Yeah! I mean, even in the 90s we were riding very narrow boards, but back then in the 70s and 80s at Pipe, we were riding even narrower long, single fin tails. Jerry Lopez - those boards were the first boards designed for Pipeline, but before that. My generation, it was the first time that there were boards being shaped for Pipeline, and it turned into a moment where Pipe wasn’t just for the older guys anymore - there were suddenly a lot of teenagers going out at Pipeline. If you wanna call it lucky or unlucky, it was a great time but there were a lot of days where you’d wake up and look outside and think, oh no, am I really going to go out there and surf that?

You’re like damn I told everyone I was gonna do this…

Some days when I’d see it, back door perfect, I could see where I was going to chip into the wave, but then some days the lefts would be good, but you’d have to know which rights to choose and you were probably going to have to doggy door out of it because its gonna close out towards Off The Wall. Anyways, we were pushing it and felt a little pride at being these seventeen year olds going for it.

Jack performing at Hyde Park - 2008 - Photo Emmett Malloy

Yeah, you’re a kid.

Yeah! You don’t have your frontal lobe! We knew Pipe intimately, though. We’d surf it when it was three feet or six feet - whenever it was breaking. And it’s really hard to get waves out there, but we knew all the older guys. They’d be like, alright Jack, go! And nobody else would paddle for that wave. And then I remember Buttons used to yell ‘Go, Buttons!’ For himself. It was so funny.

What was your intention with this film? Who is it for? To me, this was a movie about a surfer who kind of happens to make music. How do you approach it?

I can’t really tell you what the intention was. The first intention was to put out those two surf films, so the culture was the target. Then the feedback that Emmett kept getting was to have more of my story as a through line, and so it grew into that. It developed into that idea of friends making stuff, and trusting in friendship - making stuff for the sake of making stuff is one of those things that I felt was worth putting out there. I guess I always felt like it was a weird accident that I became famous. When I got to open for Ben Harper, I thought I would get to tell my kids about how I did this crazy tour one time.
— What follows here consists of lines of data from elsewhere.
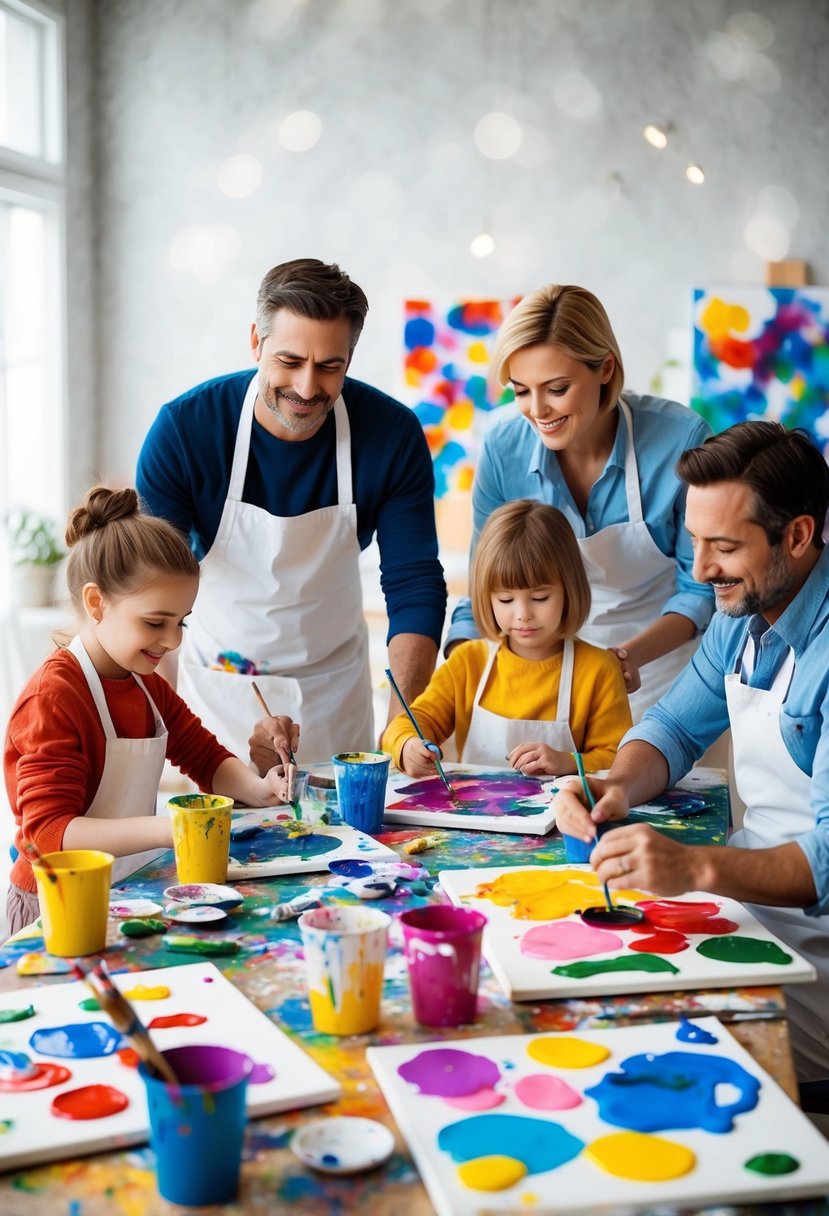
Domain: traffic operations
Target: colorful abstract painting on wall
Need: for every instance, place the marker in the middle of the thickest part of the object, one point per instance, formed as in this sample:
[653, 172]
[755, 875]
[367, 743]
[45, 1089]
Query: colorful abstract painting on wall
[762, 353]
[446, 364]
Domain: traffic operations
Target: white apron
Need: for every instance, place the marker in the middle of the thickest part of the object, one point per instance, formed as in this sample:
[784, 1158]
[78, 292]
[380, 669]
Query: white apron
[776, 794]
[630, 580]
[283, 591]
[131, 767]
[492, 737]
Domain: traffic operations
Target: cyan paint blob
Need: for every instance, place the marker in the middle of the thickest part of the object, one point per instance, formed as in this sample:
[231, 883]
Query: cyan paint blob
[79, 1040]
[689, 1032]
[539, 1143]
[677, 1090]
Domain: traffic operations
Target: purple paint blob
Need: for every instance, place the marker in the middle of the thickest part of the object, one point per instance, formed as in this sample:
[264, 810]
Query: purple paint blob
[447, 1073]
[79, 1040]
[568, 939]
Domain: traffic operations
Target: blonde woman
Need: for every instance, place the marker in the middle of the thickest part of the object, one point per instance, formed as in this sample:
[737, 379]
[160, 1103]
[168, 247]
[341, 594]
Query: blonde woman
[607, 460]
[533, 692]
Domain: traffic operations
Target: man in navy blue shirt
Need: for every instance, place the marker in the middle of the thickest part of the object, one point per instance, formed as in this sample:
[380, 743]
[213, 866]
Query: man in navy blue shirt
[281, 477]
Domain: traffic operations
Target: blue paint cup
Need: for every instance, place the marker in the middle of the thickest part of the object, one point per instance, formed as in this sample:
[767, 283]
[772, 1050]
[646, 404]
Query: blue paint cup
[196, 1129]
[361, 780]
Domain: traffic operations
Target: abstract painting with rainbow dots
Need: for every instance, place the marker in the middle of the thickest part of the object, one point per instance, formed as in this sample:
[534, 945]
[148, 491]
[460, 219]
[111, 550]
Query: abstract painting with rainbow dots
[762, 354]
[446, 372]
[598, 1120]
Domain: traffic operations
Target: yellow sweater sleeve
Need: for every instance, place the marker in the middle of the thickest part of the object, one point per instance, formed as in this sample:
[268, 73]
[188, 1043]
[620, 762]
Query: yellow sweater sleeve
[599, 708]
[445, 705]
At some point, it became apparent - like, at the beginning of the tour, the place would be empty while I played, but somewhere along the line, people were spreading the word on the internet, and the room would be packed before I even got there.

Everything that happens in that fast little part where I get more famous, to me is the part that people know about the most, but that’s why its short, whereas the rest of the film is about who I think that I am. You know what I mean? When I talk to someone like you, they know what I mean when I say that I identify as a surfer. I can’t remember when I started surfing, I only remember doing it. I wake up every day and the first thing I think of is where I’m going to surf, but I don’t always pick up a guitar.